若是說方才蕭炎坐在二女之間的舉動對於旁人來說已經是足夠的殺人誅心的話,那麼此刻藥菀與薰兒對蕭炎做出的親密舉止則無疑讓一眾人咬碎了自己嘴裡的牙。
豈有此理!這小子也太囂張了!
其他的青年才俊,尤其是古族之中的天驕們更是摩拳擦掌,想要給這個家夥一點顏色瞧瞧。
“……”
雷驍看著蕭炎的背影直皺眉,卻還是搖了搖頭,作為被蕭炎揍的過的人,他自然是清楚蕭炎的實力到底有多恐怖,即便是自己一年前未曾輕敵,全力出手,下場估計也就是跟藥天差不多,落得個手段儘出卻依舊是慘敗而歸的結果。

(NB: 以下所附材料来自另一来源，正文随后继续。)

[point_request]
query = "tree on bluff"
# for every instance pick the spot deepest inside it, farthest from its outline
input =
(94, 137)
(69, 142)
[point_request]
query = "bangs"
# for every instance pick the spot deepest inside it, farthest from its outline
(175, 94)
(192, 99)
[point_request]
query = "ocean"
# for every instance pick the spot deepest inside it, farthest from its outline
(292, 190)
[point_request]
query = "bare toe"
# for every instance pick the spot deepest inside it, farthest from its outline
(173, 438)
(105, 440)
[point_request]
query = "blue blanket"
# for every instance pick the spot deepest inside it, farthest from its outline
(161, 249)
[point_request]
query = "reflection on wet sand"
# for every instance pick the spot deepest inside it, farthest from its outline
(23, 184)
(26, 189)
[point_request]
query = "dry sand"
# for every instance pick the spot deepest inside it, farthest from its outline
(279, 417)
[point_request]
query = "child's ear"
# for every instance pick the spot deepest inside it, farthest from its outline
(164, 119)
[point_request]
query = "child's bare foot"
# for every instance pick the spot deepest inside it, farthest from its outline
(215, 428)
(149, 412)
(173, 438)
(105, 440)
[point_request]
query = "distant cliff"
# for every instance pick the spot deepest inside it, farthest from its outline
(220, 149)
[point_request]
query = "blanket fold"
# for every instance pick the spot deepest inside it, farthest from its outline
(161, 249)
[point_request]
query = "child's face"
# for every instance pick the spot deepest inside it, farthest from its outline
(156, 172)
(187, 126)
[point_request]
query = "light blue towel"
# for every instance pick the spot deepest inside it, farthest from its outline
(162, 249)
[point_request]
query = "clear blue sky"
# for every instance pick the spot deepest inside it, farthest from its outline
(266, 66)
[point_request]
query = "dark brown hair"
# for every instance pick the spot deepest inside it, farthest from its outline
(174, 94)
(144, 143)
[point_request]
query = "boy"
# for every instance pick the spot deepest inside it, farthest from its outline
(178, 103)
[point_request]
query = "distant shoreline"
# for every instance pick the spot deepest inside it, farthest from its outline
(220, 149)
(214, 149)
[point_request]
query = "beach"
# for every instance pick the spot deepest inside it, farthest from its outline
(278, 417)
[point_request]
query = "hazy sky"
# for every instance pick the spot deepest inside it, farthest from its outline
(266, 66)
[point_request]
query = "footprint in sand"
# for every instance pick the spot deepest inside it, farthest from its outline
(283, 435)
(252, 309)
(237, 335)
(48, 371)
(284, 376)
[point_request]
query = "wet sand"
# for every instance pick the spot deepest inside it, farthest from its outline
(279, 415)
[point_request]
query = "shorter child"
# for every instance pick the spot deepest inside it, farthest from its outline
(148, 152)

而如今看到如今蕭炎左擁右抱,他緩緩閉上眼睛,隨後深呼吸了一口氣。
罷了,這就不是自己能插手的事情,何必自討沒趣?
倒不如看看這幫自命不凡的古族天驕是怎麼被他一個一個收拾的吧。
聽見了雷驍那深沉的呼吸聲,邙天尺嘿嘿一笑:“怎麼,不大高興嗎?回想起不堪回首的往事了?”
“——輸了就是輸了,我不像彆人那樣輸不起。”
雷驍不鹹不淡說道,隨後看向了如今正是摩拳擦掌,準備動手的古族青年們,仿佛像是看到了一年前的自己一樣,眼中便多出了幾分幸災樂禍。
“就讓他們慢慢打吧。”
“嘿嘿嘿,看樣子你反而比較看好蕭炎啊。”
邙天尺笑道,雷驍皺眉:“一年前的我尚且都不是他一合之敵,如何這些人的修為,又如何堪得大用?”

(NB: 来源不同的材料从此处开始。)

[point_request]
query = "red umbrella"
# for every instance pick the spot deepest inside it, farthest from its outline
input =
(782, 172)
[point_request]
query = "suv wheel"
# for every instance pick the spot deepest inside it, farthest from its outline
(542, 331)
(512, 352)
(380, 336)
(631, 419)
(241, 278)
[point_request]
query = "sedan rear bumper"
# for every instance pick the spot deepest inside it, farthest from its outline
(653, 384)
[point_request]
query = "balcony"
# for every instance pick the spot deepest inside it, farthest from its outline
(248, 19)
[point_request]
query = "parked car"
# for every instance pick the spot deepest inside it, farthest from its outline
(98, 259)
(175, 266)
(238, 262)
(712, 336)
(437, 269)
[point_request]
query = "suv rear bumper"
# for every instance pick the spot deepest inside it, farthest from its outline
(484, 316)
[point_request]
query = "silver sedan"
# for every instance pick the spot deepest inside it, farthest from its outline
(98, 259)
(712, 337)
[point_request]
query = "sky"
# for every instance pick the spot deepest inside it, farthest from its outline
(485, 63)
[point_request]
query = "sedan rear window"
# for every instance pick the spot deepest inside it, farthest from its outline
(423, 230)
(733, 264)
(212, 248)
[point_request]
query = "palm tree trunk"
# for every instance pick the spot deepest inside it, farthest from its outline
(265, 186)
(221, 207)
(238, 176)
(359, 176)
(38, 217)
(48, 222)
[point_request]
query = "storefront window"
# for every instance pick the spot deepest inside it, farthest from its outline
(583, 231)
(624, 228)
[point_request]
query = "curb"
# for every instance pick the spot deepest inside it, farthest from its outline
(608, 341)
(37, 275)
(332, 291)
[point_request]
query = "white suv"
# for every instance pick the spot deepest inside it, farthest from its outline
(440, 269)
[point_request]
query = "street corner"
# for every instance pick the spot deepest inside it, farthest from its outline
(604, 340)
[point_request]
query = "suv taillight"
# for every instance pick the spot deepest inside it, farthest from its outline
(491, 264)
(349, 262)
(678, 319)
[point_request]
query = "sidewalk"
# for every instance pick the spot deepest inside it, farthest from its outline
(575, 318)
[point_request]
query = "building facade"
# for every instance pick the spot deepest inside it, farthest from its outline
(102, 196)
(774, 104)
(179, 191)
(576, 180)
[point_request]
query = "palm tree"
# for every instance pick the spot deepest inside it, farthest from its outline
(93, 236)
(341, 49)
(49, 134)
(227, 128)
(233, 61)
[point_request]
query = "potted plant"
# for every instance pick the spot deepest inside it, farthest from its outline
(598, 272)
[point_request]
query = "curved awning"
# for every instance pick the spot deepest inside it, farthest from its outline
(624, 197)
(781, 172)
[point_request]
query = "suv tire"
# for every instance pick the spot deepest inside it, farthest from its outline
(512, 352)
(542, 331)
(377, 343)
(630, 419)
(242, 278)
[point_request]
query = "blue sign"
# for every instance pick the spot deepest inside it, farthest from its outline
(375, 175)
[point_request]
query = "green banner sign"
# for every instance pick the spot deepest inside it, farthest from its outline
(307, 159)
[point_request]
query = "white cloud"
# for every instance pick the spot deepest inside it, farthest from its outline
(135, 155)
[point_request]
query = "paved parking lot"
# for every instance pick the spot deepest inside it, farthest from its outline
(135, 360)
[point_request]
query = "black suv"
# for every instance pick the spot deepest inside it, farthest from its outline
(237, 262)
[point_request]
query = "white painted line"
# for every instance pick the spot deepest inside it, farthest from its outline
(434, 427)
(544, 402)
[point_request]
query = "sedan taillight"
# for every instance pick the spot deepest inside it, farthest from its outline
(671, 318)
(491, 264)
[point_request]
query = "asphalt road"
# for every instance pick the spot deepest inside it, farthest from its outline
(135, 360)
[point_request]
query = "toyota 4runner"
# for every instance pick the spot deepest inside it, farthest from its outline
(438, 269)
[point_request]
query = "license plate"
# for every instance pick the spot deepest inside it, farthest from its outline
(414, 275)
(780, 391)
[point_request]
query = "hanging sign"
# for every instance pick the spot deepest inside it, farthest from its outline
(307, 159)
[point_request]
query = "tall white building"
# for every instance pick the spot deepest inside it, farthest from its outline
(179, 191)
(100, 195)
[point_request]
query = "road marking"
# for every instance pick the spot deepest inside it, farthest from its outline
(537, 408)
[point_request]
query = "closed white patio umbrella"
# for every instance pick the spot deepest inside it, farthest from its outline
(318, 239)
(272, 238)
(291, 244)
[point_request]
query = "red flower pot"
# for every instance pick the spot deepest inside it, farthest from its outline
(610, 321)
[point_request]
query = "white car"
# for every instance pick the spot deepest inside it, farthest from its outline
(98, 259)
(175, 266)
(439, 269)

“想想倒也是,這小子如今可是都已經七星鬥尊了,古族想要拿住他,隻怕即便是如今風頭正盛的四大都統出手也是難上加難。”
雷族席位邊上,火炫不禁撐著下巴,靜靜等著好戲開場。
“一年前的蕭炎得到了六種異火就已經除了藥菀之外無人能敵,如今得到了七種異火……”
火稚搖了搖頭,雷聲大雨點小罷了。
隻是來自於廣場中央的浩蕩之音打斷了所有人的思緒:“時辰已到,儀式開始。”
話音剛落,方才廣場之內的諸多席位上所傳出的嘈雜聲音漸漸平息,所有人的注意力也隨之落在那廣場中央,不知何時出現的三位長老身上。
成人禮儀式各族之間各不相同,但是也的確存在著共同點,那就是開場的準備尤為繁雜,那三位長老也是準備了許久方才準備完畢。

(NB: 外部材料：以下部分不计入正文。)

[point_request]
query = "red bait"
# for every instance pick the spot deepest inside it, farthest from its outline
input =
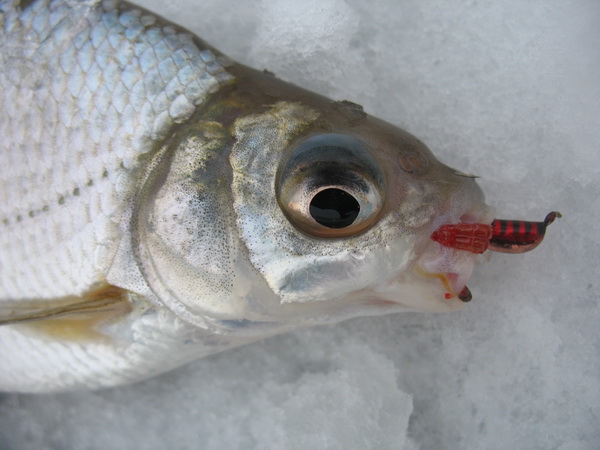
(507, 236)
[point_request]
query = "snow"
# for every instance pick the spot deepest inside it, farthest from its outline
(507, 90)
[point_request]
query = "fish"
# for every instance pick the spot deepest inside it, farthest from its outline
(160, 202)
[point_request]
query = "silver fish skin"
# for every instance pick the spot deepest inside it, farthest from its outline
(159, 202)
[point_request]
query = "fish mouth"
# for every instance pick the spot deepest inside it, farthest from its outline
(452, 267)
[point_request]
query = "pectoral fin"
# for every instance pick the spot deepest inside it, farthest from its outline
(73, 317)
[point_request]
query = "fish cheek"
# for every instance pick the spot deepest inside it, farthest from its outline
(184, 229)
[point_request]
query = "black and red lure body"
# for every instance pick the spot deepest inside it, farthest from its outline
(507, 236)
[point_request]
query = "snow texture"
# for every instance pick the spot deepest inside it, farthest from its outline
(507, 90)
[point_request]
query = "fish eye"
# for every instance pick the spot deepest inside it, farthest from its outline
(330, 186)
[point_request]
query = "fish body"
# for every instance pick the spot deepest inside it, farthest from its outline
(160, 202)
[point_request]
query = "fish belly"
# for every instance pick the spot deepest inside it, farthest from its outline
(88, 92)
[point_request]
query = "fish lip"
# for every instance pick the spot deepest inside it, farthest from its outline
(452, 267)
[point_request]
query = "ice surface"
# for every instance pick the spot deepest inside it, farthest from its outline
(507, 90)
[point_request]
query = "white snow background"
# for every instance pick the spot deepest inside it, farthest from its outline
(507, 90)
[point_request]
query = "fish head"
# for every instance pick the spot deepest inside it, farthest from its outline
(315, 212)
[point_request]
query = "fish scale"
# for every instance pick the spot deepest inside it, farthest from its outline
(104, 83)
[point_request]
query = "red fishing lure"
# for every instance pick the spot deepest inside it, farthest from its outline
(508, 236)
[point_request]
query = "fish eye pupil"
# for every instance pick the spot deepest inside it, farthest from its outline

而就在儀式宣布開始的同時,藥菀也隱約間注意到了這片天地之間隱晦湧現出的一絲威壓,想來是正主到了,而不願意現身而已。
而蕭炎也下意識地抬起了頭,不禁有所察覺。
“儀式開始,翎泉!”
在蕭炎暗自思量間,那廣場上三位古族長老也是準備齊全,然後按照著名單,念出了第一個讓得蕭炎極為熟悉的名字。
聽得三位長老的喝聲,翎泉也是連忙起身,身形一動,便是頗有些意氣風發的掠進場中,對著三位長老恭敬的行了一禮,古族中成年的年輕人數量自然不少,但能夠在這種場合舉辦成人儀式的,卻隻有極少數,而這些人,無疑都是古族年輕一輩之中的佼佼者。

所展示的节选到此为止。